Vergleichende Literaturwissenschaft kann momentan an 39 Universitäten des deutschen Sprachraums studiert werden; in Österreich ist diese Disziplin gar ein Standardfach. Dennoch steht sie in einer gewissen Mittelposition: traditionsreich und aktuell, aber als Disziplin kein dauerndes Mediengespräch. Die AbsolventInnen qualifizieren sich überdurchschnittlich, finden attraktive Arbeitsplätze, doch als Nicht-Lehramtsfach ist die Komparatistik politisch wenig geschützt.

Nach der Zahl der Studierenden (meist mehrere Hundert, in Wien sogar über Tausend) gehört sie den 'großen' Fächern an, den 'kleinen' aber oft nach der Zahl des festen Lehrpersonals. Zudem hat der Bologna-Prozess eine Verknappung der sprachlich-ästhetischen Zusatzqualifikationen bewirkt, die auf Dauer der Qualität des Faches schaden könnten. Hingegen zeigt sich, nicht zuletzt am Arbeitsmarkt, dass Komparatistik als Weltliteraturwissenschaft markante Vorteile bietet, zumal sie die realen globalisierten Literaturverhältnisse des 21. Jahrhunderts abbildet. Dabei wird sie stets aufs Neue ihr Verhältnis zu den Einzelsprachphilologien klären müssen.

Vom Finden ...

Auf problematische Weise interessant wird in Zukunft die Kategorie der Belesenheit: Die Such-Hermeneutik, die mit der Frage beginnt, ob und wo AutorInnen sich zu einem Motiv oder Thema geäußert haben, ist so nicht fortzusetzen. Stattdessen erwächst eine sehr ernsthafte Aufgabe daraus, das richtige Suchstichwort samt Synonymen zu finden, ja, historische Orthographien und idiosynkratische Namensformen zu berücksichtigen. Diese "Wortschatzarbeit" erfordert umfassendere Fremdsprachenkenntnisse denn je.

Auch kann man kaum noch getrennt danach fragen, welche Bücher ein Autor oder eine Autorin verarbeitet hat oder welche Filme, Comics, usw.
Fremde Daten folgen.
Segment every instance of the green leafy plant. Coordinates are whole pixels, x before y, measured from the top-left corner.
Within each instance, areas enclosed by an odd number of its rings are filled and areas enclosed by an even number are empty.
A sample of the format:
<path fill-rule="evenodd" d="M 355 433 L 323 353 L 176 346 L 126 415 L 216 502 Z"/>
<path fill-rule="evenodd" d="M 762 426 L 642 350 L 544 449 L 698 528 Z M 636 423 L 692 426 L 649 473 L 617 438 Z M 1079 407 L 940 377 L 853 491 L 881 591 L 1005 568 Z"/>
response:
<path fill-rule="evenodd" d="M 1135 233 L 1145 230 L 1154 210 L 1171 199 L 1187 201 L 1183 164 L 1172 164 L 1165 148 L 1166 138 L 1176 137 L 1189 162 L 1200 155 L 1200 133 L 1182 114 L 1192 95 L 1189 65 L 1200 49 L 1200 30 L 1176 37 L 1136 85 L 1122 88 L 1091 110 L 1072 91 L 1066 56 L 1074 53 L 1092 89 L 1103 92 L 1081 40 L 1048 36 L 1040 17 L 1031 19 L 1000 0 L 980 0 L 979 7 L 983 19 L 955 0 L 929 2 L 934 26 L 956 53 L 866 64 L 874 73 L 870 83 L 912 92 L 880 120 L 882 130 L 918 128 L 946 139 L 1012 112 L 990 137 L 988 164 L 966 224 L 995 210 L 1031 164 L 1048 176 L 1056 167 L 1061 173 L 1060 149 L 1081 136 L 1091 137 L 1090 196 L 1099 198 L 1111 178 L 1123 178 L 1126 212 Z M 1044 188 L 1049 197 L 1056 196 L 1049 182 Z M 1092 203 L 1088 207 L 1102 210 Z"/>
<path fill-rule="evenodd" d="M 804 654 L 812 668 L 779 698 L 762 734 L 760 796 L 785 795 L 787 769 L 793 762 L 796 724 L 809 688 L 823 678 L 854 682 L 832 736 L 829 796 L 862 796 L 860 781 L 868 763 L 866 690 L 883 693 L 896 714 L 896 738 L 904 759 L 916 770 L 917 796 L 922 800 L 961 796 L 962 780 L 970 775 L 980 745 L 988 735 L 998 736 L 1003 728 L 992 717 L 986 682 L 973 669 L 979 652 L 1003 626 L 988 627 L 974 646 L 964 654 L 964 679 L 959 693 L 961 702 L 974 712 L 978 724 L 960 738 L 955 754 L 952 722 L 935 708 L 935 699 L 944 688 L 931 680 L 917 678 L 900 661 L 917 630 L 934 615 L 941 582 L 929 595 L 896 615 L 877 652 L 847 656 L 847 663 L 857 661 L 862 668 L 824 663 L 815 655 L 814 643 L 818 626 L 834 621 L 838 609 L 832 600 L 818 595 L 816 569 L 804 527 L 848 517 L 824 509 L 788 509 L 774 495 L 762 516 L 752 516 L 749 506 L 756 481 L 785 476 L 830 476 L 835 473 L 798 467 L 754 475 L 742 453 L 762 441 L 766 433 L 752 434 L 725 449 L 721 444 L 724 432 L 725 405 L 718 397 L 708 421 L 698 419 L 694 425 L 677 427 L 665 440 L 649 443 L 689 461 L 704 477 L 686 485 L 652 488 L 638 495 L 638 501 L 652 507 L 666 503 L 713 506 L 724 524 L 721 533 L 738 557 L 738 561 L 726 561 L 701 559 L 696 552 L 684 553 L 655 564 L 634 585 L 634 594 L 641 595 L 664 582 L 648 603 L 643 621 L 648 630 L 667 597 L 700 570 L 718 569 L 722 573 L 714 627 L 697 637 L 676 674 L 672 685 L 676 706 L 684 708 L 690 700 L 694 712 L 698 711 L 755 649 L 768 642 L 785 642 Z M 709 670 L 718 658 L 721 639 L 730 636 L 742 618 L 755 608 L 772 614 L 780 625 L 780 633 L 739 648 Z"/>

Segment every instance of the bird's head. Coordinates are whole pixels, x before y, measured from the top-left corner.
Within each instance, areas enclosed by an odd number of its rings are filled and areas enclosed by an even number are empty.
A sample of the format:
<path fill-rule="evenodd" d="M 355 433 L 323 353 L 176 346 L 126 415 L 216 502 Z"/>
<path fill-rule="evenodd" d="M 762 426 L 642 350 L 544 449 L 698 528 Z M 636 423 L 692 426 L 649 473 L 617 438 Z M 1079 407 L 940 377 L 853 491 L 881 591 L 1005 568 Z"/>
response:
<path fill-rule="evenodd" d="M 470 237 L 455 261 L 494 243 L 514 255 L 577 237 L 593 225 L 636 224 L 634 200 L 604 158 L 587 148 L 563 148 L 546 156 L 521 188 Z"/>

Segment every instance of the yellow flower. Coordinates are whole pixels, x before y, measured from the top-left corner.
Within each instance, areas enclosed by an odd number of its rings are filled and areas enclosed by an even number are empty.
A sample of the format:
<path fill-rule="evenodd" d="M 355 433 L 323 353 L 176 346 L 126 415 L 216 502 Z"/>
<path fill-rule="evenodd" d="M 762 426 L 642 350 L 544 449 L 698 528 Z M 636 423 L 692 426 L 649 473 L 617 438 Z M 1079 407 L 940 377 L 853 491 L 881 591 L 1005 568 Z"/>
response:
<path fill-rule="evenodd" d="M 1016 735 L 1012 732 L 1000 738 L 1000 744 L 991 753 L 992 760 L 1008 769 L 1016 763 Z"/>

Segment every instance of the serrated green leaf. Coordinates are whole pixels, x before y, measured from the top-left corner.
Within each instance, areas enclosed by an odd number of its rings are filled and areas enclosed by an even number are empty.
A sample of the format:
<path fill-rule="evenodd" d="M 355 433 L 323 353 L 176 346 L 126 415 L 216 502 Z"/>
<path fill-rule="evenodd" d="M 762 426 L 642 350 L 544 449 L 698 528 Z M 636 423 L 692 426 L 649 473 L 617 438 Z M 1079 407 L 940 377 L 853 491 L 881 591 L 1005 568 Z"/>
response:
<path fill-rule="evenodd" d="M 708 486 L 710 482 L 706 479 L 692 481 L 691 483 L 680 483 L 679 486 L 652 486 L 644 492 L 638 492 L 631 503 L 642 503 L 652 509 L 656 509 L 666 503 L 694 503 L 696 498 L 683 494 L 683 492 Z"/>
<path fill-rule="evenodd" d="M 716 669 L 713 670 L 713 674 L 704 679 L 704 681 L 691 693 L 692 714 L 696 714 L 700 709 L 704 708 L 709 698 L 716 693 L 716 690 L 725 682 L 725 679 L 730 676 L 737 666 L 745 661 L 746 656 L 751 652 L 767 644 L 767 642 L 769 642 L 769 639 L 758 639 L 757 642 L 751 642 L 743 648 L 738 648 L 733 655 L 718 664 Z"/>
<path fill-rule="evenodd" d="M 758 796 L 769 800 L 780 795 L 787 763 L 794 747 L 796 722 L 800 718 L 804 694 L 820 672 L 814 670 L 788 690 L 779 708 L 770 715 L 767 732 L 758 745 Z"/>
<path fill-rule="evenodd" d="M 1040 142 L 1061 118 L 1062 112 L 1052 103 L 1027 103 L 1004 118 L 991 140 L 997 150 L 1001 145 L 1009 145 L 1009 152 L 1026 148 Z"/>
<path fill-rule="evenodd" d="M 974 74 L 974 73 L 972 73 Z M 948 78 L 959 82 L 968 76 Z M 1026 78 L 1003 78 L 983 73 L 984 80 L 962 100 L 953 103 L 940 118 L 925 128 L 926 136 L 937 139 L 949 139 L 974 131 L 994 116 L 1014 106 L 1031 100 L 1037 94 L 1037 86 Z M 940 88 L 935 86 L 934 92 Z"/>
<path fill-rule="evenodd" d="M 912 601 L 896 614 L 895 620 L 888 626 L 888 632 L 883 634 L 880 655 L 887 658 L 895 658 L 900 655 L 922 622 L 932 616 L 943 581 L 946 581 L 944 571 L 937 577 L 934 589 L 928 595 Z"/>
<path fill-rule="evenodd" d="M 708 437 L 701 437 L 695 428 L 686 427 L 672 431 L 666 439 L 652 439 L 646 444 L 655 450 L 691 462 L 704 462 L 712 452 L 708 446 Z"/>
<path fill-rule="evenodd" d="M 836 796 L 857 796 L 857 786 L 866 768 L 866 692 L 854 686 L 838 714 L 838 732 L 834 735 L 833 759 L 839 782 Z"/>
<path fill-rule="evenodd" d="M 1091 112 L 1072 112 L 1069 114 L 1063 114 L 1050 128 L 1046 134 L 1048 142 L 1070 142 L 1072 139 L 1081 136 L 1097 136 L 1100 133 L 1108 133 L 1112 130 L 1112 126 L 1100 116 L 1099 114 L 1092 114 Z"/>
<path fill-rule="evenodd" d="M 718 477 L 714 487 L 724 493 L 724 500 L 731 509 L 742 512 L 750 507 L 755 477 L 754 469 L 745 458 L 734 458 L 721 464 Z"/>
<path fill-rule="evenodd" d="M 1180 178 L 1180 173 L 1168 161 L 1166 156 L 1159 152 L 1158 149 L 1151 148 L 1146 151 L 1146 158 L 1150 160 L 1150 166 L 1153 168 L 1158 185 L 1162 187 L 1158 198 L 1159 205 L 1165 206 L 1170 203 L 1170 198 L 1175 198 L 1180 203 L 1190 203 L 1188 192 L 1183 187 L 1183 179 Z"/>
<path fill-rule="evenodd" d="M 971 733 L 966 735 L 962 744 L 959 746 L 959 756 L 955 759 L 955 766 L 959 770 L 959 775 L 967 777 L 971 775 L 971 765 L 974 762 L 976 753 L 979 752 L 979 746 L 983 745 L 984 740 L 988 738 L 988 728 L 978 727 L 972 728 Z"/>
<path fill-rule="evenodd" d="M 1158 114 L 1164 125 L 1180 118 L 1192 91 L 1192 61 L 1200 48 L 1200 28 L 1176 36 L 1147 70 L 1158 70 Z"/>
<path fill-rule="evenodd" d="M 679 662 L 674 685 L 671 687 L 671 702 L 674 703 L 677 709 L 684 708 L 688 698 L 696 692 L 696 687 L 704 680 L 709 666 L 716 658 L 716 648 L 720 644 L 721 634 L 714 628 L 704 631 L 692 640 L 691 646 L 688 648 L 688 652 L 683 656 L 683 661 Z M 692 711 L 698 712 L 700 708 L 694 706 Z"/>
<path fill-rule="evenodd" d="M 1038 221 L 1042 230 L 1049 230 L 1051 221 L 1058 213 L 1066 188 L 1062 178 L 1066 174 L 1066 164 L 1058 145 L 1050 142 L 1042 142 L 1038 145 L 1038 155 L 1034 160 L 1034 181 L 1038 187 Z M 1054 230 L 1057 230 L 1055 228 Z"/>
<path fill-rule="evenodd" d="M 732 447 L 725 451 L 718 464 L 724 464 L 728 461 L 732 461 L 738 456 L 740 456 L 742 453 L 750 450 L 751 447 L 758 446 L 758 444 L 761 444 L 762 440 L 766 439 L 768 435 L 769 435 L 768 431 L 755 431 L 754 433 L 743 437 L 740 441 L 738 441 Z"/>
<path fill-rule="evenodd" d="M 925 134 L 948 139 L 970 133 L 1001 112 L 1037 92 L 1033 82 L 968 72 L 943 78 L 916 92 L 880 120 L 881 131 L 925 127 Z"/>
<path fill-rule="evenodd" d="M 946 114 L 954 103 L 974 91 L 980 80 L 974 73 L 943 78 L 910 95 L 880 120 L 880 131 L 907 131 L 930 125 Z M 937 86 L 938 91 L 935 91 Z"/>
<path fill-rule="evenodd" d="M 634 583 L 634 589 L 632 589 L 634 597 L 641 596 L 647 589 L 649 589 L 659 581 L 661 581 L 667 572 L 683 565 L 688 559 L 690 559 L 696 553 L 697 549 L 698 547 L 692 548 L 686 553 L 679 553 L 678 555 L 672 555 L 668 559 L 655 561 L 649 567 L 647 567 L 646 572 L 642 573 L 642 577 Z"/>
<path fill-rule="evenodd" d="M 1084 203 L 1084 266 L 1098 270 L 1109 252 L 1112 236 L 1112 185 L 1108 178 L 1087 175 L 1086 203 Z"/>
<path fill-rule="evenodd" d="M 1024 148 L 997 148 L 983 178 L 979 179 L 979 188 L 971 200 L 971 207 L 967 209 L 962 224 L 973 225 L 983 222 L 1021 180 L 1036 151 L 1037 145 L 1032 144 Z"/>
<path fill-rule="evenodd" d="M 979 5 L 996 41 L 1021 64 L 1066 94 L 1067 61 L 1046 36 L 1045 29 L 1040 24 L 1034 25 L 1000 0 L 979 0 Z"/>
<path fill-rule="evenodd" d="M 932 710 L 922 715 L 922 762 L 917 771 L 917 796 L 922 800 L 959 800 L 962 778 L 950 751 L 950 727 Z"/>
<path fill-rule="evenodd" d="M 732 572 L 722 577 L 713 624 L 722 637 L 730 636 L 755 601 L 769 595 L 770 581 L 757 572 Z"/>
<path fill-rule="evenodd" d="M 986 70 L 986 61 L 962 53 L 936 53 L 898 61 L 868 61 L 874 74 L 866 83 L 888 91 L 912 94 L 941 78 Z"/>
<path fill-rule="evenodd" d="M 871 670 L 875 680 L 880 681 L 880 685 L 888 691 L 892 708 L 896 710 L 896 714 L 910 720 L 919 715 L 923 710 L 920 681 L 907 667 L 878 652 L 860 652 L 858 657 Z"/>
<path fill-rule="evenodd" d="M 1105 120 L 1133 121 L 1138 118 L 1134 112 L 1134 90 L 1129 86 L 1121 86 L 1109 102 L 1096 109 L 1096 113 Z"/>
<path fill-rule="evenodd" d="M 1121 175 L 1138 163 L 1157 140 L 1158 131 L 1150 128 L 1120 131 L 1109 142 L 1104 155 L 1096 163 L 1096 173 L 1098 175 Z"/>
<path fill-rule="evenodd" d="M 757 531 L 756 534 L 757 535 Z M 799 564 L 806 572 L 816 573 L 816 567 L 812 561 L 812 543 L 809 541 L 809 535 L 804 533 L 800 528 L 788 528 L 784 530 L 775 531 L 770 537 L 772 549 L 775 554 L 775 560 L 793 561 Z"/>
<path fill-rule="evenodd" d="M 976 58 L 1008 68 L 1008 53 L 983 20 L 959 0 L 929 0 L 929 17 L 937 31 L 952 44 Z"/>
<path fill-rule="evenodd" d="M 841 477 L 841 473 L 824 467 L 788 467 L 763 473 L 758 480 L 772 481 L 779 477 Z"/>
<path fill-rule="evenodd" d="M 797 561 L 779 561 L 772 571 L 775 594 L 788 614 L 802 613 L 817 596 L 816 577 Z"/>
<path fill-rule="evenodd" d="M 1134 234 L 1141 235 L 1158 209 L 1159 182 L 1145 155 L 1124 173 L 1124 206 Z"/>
Die Anonymität des weltweiten digitalen Korpus wird dazu führen, dass gerade die Volltextsuche die Basisthese der Diskurstheorie verwirklichen wird. Im digitalen Zeitalter sind also Quellenforschung, Prioritätsfragen, geistiges Copyright, Rekonstruktion des individuellen kreativen und des intertextuellen Verarbeitungsprozesses via Schreibspuren ein prekäres Ziel.

... zurück zum Suchen

Deshalb gehört es zur Propädeutik der Komparatistik, das Verdienst vom Finden in das zielorientierte Suchen zurückzuverlegen. Die wichtigste Arbeitsphase wird vor dem Einschalten des Computers liegen. Ein Jahr darüber zu reflektieren, Konzepte zu entwickeln, potenzielle Begründungen zu entwerfen, und dann in einem Monat mit allen Registern der Digitalität die Bestätigung zu generieren, so ungefähr dürfte in Zukunft eine verantwortliche komparatistische Studie entstehen, so auch bleibt das intellektuelle Vergnügen am Vergleich erhalten.

Univ.-Prof. Privatdoz. Dr. Achim Hermann Hölter, M.A. ist seit September 2009 Professor für Vergleichende Literaturwissenschaft an der Philologisch-Kulturwissenschaftlichen Fakultät.